The latest claims come a week after it was revealed Mickelson had wagered up to $1bn over three decades, with losses totalling upwards of $100m.
There was an allegation that Mickelson also wanted to bet $400,000 on the United States winning the 2012 Ryder Cup.
Mickelson denied later issued a statement, denying he bet on the Ryder Cup.
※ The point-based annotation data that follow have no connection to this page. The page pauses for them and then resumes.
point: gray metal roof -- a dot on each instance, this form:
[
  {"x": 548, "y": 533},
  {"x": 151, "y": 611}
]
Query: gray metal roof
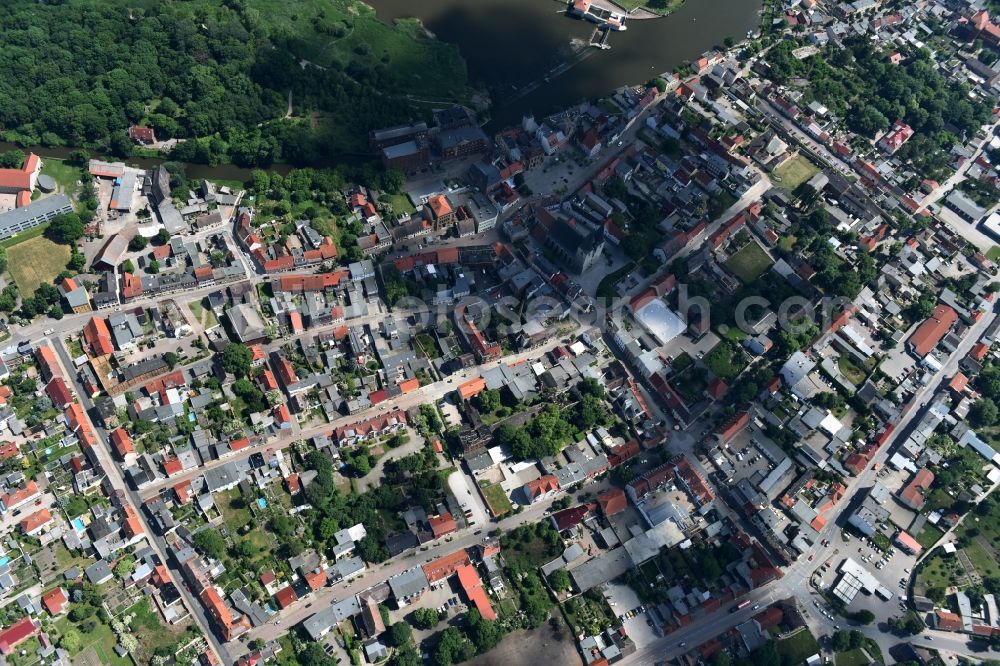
[{"x": 35, "y": 213}]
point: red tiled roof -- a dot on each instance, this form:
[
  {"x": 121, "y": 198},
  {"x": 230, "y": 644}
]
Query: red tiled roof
[
  {"x": 445, "y": 565},
  {"x": 36, "y": 521},
  {"x": 612, "y": 502},
  {"x": 948, "y": 621},
  {"x": 20, "y": 179},
  {"x": 98, "y": 336},
  {"x": 439, "y": 205},
  {"x": 55, "y": 600},
  {"x": 131, "y": 285},
  {"x": 316, "y": 579},
  {"x": 543, "y": 484},
  {"x": 571, "y": 517},
  {"x": 121, "y": 441},
  {"x": 958, "y": 382},
  {"x": 469, "y": 580},
  {"x": 929, "y": 333},
  {"x": 285, "y": 597},
  {"x": 471, "y": 388},
  {"x": 908, "y": 542}
]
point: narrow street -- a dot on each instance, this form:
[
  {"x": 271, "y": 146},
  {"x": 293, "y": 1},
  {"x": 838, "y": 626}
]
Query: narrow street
[
  {"x": 796, "y": 577},
  {"x": 113, "y": 471}
]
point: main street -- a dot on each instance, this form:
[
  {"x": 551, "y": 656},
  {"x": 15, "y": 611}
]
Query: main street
[
  {"x": 427, "y": 394},
  {"x": 114, "y": 474},
  {"x": 795, "y": 581}
]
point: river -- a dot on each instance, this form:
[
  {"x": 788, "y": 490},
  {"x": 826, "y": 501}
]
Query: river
[{"x": 511, "y": 44}]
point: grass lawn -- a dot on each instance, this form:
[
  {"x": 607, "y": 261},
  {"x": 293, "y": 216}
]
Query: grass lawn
[
  {"x": 413, "y": 62},
  {"x": 35, "y": 261},
  {"x": 726, "y": 360},
  {"x": 101, "y": 639},
  {"x": 985, "y": 565},
  {"x": 34, "y": 232},
  {"x": 851, "y": 370},
  {"x": 749, "y": 263},
  {"x": 606, "y": 288},
  {"x": 401, "y": 204},
  {"x": 853, "y": 657},
  {"x": 793, "y": 173},
  {"x": 66, "y": 175},
  {"x": 937, "y": 571},
  {"x": 796, "y": 649},
  {"x": 497, "y": 499}
]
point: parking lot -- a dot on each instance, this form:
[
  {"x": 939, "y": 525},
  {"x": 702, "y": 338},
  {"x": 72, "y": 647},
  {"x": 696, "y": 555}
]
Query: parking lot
[{"x": 635, "y": 617}]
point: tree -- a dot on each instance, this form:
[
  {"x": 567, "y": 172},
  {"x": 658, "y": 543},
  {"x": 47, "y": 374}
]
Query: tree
[
  {"x": 211, "y": 543},
  {"x": 863, "y": 616},
  {"x": 488, "y": 401},
  {"x": 406, "y": 656},
  {"x": 453, "y": 648},
  {"x": 81, "y": 612},
  {"x": 312, "y": 655},
  {"x": 252, "y": 396},
  {"x": 236, "y": 359},
  {"x": 560, "y": 581},
  {"x": 400, "y": 634},
  {"x": 984, "y": 413},
  {"x": 66, "y": 229},
  {"x": 78, "y": 157},
  {"x": 483, "y": 633},
  {"x": 426, "y": 618},
  {"x": 70, "y": 640}
]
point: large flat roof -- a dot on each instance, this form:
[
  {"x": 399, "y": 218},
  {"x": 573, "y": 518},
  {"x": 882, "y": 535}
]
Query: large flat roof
[
  {"x": 661, "y": 322},
  {"x": 34, "y": 214}
]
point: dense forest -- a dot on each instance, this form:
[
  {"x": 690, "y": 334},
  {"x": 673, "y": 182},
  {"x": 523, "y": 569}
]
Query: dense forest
[{"x": 80, "y": 72}]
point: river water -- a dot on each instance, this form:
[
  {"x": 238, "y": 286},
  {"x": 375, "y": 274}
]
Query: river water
[
  {"x": 510, "y": 45},
  {"x": 513, "y": 46}
]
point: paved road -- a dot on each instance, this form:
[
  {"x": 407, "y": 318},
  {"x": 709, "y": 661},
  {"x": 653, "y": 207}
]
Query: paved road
[
  {"x": 114, "y": 474},
  {"x": 959, "y": 176},
  {"x": 797, "y": 576},
  {"x": 378, "y": 574},
  {"x": 426, "y": 394},
  {"x": 753, "y": 194}
]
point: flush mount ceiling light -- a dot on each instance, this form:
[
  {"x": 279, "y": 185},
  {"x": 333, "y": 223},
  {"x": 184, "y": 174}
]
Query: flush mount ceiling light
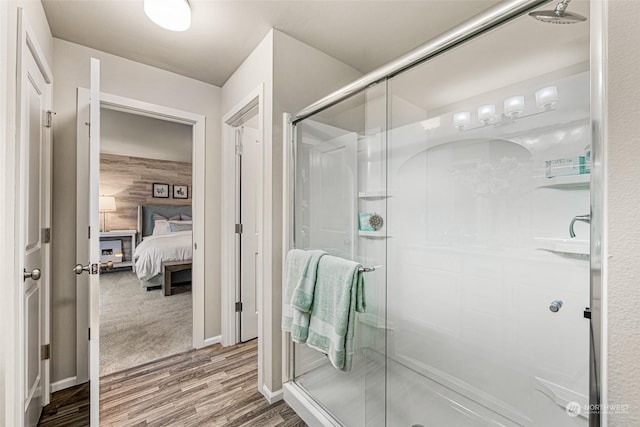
[{"x": 174, "y": 15}]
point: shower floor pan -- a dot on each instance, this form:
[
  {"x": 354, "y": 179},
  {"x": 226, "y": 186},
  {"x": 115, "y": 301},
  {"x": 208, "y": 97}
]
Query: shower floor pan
[{"x": 357, "y": 398}]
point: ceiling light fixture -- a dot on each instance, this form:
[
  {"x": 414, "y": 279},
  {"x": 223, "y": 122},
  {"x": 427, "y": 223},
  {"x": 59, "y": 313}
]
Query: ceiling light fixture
[{"x": 174, "y": 15}]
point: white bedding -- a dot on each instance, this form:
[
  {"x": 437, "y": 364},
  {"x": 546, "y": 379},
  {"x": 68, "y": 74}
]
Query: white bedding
[{"x": 153, "y": 250}]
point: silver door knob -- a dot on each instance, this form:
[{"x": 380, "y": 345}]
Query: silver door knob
[
  {"x": 79, "y": 268},
  {"x": 555, "y": 306},
  {"x": 33, "y": 274}
]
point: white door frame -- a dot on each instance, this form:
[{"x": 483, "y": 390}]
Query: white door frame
[
  {"x": 141, "y": 108},
  {"x": 228, "y": 284},
  {"x": 14, "y": 327}
]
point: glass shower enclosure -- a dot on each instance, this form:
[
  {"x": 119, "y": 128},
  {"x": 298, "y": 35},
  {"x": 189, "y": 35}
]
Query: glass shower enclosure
[{"x": 477, "y": 162}]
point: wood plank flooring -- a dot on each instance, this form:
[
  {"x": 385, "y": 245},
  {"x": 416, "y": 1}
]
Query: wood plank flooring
[{"x": 215, "y": 386}]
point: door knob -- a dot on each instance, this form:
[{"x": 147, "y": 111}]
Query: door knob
[
  {"x": 79, "y": 268},
  {"x": 33, "y": 274},
  {"x": 555, "y": 306}
]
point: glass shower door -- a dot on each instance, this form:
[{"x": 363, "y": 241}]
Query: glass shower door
[
  {"x": 339, "y": 180},
  {"x": 487, "y": 165}
]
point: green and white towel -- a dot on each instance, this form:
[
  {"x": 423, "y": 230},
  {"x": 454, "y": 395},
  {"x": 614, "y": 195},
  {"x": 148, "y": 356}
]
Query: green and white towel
[
  {"x": 300, "y": 275},
  {"x": 338, "y": 294}
]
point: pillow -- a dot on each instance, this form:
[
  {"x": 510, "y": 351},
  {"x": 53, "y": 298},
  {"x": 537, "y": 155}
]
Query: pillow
[
  {"x": 160, "y": 227},
  {"x": 158, "y": 217},
  {"x": 180, "y": 226}
]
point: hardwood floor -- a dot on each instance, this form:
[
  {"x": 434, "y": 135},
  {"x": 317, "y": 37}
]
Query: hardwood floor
[{"x": 215, "y": 386}]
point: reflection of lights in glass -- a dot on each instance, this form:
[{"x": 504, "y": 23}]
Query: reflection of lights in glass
[
  {"x": 514, "y": 106},
  {"x": 487, "y": 113},
  {"x": 547, "y": 97},
  {"x": 431, "y": 124},
  {"x": 461, "y": 120}
]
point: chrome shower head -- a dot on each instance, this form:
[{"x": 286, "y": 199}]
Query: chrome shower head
[{"x": 559, "y": 15}]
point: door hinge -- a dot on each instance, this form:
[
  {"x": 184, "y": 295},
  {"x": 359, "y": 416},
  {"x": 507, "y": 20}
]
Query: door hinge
[
  {"x": 48, "y": 118},
  {"x": 46, "y": 352},
  {"x": 46, "y": 235}
]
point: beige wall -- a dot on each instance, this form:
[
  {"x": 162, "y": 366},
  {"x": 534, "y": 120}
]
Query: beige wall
[
  {"x": 294, "y": 75},
  {"x": 130, "y": 79},
  {"x": 130, "y": 180},
  {"x": 623, "y": 205}
]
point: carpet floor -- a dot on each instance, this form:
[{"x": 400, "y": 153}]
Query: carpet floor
[{"x": 137, "y": 326}]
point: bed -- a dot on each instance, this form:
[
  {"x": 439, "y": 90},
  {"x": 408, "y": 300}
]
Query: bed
[{"x": 164, "y": 233}]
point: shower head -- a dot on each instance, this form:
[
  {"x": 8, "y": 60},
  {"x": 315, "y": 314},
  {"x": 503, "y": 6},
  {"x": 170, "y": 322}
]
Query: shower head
[{"x": 559, "y": 15}]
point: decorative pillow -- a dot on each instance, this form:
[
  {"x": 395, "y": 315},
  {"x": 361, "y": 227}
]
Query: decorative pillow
[
  {"x": 180, "y": 226},
  {"x": 158, "y": 217},
  {"x": 160, "y": 227}
]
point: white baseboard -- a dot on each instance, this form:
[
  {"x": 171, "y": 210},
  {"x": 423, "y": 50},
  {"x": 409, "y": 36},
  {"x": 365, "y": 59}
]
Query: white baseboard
[
  {"x": 213, "y": 340},
  {"x": 272, "y": 397},
  {"x": 65, "y": 383}
]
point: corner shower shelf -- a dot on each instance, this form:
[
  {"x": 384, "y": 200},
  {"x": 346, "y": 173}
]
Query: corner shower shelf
[
  {"x": 373, "y": 234},
  {"x": 570, "y": 181},
  {"x": 374, "y": 194},
  {"x": 564, "y": 246}
]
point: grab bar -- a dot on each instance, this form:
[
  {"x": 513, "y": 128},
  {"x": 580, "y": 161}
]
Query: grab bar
[{"x": 368, "y": 269}]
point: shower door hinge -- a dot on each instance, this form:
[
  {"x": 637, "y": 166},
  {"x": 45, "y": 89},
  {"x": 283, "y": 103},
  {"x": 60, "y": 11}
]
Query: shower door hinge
[
  {"x": 45, "y": 354},
  {"x": 48, "y": 118}
]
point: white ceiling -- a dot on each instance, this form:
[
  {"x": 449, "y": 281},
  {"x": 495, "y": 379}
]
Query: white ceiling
[{"x": 364, "y": 34}]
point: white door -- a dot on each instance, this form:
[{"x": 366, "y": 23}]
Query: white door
[
  {"x": 90, "y": 260},
  {"x": 249, "y": 174},
  {"x": 333, "y": 210},
  {"x": 94, "y": 242},
  {"x": 35, "y": 99}
]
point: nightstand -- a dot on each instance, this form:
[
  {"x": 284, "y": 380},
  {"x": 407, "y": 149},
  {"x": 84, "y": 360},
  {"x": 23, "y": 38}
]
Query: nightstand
[{"x": 127, "y": 240}]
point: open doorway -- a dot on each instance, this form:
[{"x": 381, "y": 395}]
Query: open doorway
[
  {"x": 146, "y": 232},
  {"x": 87, "y": 219}
]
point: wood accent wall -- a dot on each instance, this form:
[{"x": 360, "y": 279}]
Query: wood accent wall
[{"x": 130, "y": 180}]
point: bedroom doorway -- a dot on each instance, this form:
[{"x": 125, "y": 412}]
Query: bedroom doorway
[
  {"x": 88, "y": 245},
  {"x": 146, "y": 300}
]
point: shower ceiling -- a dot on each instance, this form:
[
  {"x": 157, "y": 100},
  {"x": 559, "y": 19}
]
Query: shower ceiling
[{"x": 502, "y": 61}]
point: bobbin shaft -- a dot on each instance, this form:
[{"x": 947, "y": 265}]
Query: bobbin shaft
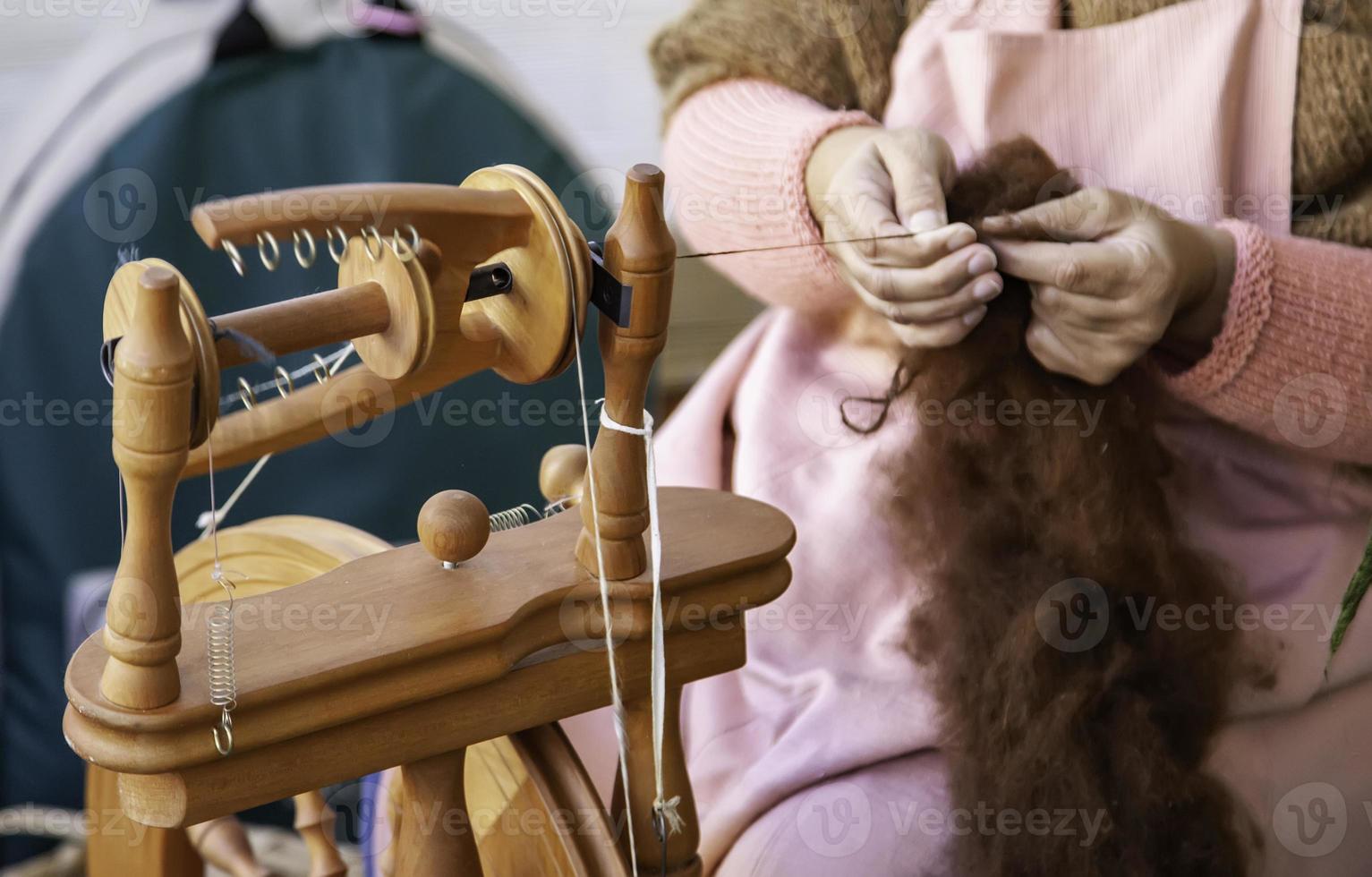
[{"x": 306, "y": 321}]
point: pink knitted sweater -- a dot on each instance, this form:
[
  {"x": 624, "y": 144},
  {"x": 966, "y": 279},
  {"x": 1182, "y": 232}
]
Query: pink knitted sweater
[
  {"x": 1292, "y": 360},
  {"x": 825, "y": 754}
]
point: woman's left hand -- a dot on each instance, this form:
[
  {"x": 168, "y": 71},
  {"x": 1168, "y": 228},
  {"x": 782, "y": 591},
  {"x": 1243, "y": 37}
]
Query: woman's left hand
[{"x": 1113, "y": 277}]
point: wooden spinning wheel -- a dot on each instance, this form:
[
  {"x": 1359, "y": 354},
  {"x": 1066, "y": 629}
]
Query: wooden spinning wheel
[{"x": 489, "y": 637}]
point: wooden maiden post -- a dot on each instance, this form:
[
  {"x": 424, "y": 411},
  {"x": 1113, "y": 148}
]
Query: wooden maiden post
[
  {"x": 152, "y": 382},
  {"x": 641, "y": 252}
]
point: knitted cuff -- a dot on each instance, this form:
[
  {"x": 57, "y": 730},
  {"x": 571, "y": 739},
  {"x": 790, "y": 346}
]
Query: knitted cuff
[
  {"x": 738, "y": 153},
  {"x": 805, "y": 228},
  {"x": 1248, "y": 311}
]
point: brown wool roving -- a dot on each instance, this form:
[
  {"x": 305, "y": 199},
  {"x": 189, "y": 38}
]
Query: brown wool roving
[{"x": 1001, "y": 521}]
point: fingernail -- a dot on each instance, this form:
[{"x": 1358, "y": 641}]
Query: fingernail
[
  {"x": 986, "y": 288},
  {"x": 981, "y": 262},
  {"x": 960, "y": 239},
  {"x": 926, "y": 221}
]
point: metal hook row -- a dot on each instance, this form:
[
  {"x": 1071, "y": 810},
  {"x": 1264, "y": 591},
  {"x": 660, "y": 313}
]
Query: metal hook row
[
  {"x": 306, "y": 250},
  {"x": 285, "y": 380}
]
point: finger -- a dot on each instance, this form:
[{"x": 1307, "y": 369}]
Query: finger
[
  {"x": 1052, "y": 352},
  {"x": 921, "y": 167},
  {"x": 1081, "y": 216},
  {"x": 1087, "y": 311},
  {"x": 973, "y": 295},
  {"x": 905, "y": 249},
  {"x": 942, "y": 334},
  {"x": 1088, "y": 268},
  {"x": 916, "y": 285},
  {"x": 1086, "y": 355}
]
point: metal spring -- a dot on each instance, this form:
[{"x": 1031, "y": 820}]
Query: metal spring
[
  {"x": 517, "y": 516},
  {"x": 224, "y": 688},
  {"x": 525, "y": 514}
]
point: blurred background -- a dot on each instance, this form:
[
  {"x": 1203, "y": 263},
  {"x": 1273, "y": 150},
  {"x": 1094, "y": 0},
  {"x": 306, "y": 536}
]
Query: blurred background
[{"x": 117, "y": 117}]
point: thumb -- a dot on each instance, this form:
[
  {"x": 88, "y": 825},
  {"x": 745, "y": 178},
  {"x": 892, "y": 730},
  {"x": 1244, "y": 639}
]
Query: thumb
[
  {"x": 1086, "y": 215},
  {"x": 921, "y": 167}
]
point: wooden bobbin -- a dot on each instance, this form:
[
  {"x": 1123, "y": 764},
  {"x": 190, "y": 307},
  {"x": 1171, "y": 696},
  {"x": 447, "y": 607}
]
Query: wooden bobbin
[
  {"x": 408, "y": 338},
  {"x": 535, "y": 318}
]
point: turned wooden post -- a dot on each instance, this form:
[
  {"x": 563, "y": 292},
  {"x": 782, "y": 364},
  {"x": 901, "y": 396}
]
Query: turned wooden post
[
  {"x": 437, "y": 833},
  {"x": 641, "y": 252},
  {"x": 152, "y": 383}
]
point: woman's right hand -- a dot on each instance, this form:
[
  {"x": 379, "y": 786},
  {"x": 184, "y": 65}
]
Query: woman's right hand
[{"x": 869, "y": 188}]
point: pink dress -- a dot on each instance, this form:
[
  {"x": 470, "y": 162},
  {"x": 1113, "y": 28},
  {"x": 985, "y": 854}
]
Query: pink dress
[{"x": 822, "y": 755}]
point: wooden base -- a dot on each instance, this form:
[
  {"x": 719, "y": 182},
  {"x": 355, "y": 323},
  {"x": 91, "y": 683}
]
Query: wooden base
[{"x": 432, "y": 659}]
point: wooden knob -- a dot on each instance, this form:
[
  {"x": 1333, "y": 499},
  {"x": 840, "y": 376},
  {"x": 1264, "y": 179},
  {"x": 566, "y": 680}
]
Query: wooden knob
[
  {"x": 455, "y": 526},
  {"x": 563, "y": 473}
]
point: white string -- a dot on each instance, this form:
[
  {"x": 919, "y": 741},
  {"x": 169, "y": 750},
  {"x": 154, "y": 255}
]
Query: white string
[
  {"x": 216, "y": 515},
  {"x": 667, "y": 809},
  {"x": 617, "y": 702}
]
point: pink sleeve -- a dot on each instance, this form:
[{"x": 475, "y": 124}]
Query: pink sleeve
[
  {"x": 1294, "y": 359},
  {"x": 736, "y": 158}
]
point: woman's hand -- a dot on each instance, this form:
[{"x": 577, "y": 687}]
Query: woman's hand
[
  {"x": 870, "y": 188},
  {"x": 1112, "y": 277}
]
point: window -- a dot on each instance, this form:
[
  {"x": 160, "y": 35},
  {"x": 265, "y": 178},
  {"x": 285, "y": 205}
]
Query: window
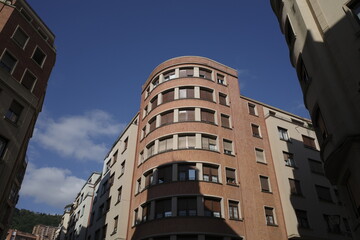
[
  {"x": 283, "y": 134},
  {"x": 165, "y": 144},
  {"x": 259, "y": 154},
  {"x": 210, "y": 173},
  {"x": 39, "y": 56},
  {"x": 167, "y": 117},
  {"x": 269, "y": 215},
  {"x": 301, "y": 216},
  {"x": 255, "y": 130},
  {"x": 323, "y": 193},
  {"x": 150, "y": 149},
  {"x": 186, "y": 72},
  {"x": 208, "y": 142},
  {"x": 168, "y": 96},
  {"x": 295, "y": 187},
  {"x": 3, "y": 144},
  {"x": 264, "y": 183},
  {"x": 222, "y": 99},
  {"x": 187, "y": 206},
  {"x": 316, "y": 167},
  {"x": 187, "y": 172},
  {"x": 252, "y": 109},
  {"x": 212, "y": 207},
  {"x": 186, "y": 114},
  {"x": 13, "y": 114},
  {"x": 225, "y": 121},
  {"x": 186, "y": 141},
  {"x": 20, "y": 37},
  {"x": 309, "y": 142},
  {"x": 227, "y": 147},
  {"x": 165, "y": 174},
  {"x": 234, "y": 210},
  {"x": 333, "y": 223},
  {"x": 186, "y": 92},
  {"x": 230, "y": 176},
  {"x": 207, "y": 116},
  {"x": 153, "y": 103},
  {"x": 169, "y": 75},
  {"x": 152, "y": 124},
  {"x": 8, "y": 62},
  {"x": 163, "y": 208},
  {"x": 220, "y": 79},
  {"x": 289, "y": 159},
  {"x": 204, "y": 73},
  {"x": 206, "y": 94},
  {"x": 116, "y": 220}
]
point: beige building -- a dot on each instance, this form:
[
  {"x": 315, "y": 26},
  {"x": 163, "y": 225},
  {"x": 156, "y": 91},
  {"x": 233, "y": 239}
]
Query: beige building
[
  {"x": 27, "y": 56},
  {"x": 323, "y": 40}
]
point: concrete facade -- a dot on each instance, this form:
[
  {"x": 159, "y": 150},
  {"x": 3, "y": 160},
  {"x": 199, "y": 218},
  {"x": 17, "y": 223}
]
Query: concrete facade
[
  {"x": 323, "y": 40},
  {"x": 27, "y": 56}
]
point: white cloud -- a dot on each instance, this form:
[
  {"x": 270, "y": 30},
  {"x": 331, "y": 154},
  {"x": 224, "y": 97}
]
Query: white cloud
[
  {"x": 53, "y": 186},
  {"x": 78, "y": 136}
]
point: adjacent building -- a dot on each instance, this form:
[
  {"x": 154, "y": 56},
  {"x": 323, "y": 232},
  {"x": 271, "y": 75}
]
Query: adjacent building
[
  {"x": 27, "y": 56},
  {"x": 323, "y": 40}
]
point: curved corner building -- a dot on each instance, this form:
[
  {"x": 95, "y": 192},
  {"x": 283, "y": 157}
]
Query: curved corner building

"I never bet on the Ryder Cup," he wrote. "While it is well known that I always enjoy a friendly wager on the course, I would never undermine the integrity of the game."
His statement added:
"I have also been very open about my gambling addiction. I have previously conveyed my remorse, took responsibility, have gotten help, have been fully committed to therapy that has positively impacted me and I feel good about where I am now."
For context it's important to remember that Walters is a convicted felon. A jury found him guilty of fraud, conspiracy and wire fraud in 2017.
He served five years in prison.
Prosecutors said Walters made $43m from trades of Dean Foods by realising profits and avoiding losses thanks to information he obtained from the company's chairman Tom Davis.